With study time over, Bilawal ready for the job?

With political temperatures soaring in Pakistan, Bilawal Bhutto Zardari – the Chairman of the Pakistan People’s Party (PPP) – has started politicking in Sindh.
President Asif Ali Zardari had announced earlier this year that Bilawal would take on some political responsibilities in the country after September, and now that the younger Zardari has completed his education at the University of Oxford, he has started to do just that. Bilawal made his first public appearance in Larkana on Sunday. He drove through different areas of his slain mother Benazir Bhutto’s home district and met the commoners. He listened to their problems, received their applications and forwarded them to the authorities concerned for resolving the issues of the masses.
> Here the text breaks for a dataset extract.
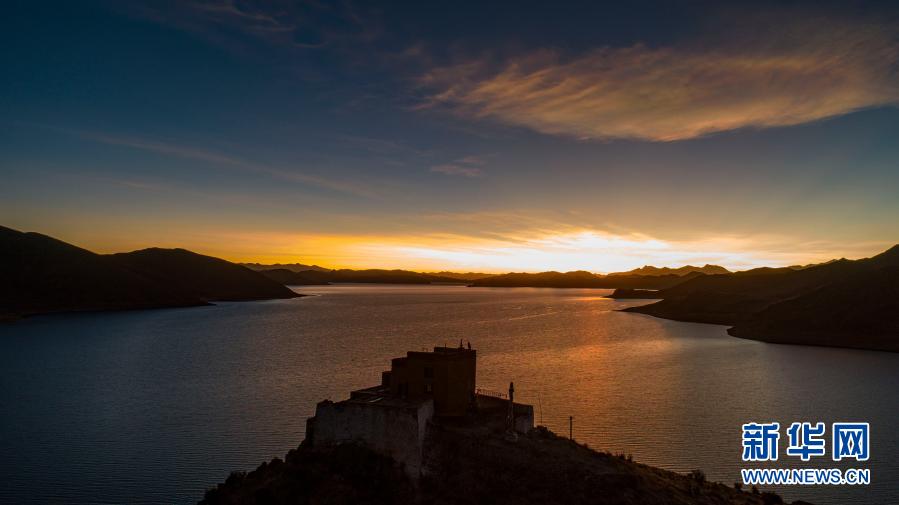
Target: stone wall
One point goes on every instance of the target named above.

On Monday, Bilawal visited Naudero, the native town of the Bhuttos. He visited the house of Major Mujahid Ali Mirani, one of the personnel of the Pakistan Army assassinated in the recent NATO attack on an army check-post near the Afghan border. He offered fateha with the relatives of the slain major.
Earlier, Bilawal attended the chehlum of Begum Nusrat Bhutto at the Naudero House. He also attended PPP meetings, but it was the first time that his father was not with him. However, his aunt Faryal Talpur and party leaders, including Sindh Chief Minister Syed Qaim Ali Shah, accompanied him during his activities.
Larkana is the Bhuttos’ hometown and the centre of the ruling PPP’s politics. Following Benazir’s assassination in 2007, Zardari has given more time to Larkana than his native town Nawabshah. Zardari’s sister Faryal Talpur, former district nazim of Nawabshah (now Benazirabad), also gives all her time to Larkana as she is an elected MNA from the district.
Benazir got Bilawal’s vote registered in Larkana as well. Zardari had indicated a few months ago that Bilawal would contest elections from Karachi’s Lyari Town. The younger Zardari could contest from Larkana as well as Lyari since both the places have much political significance for the PPP.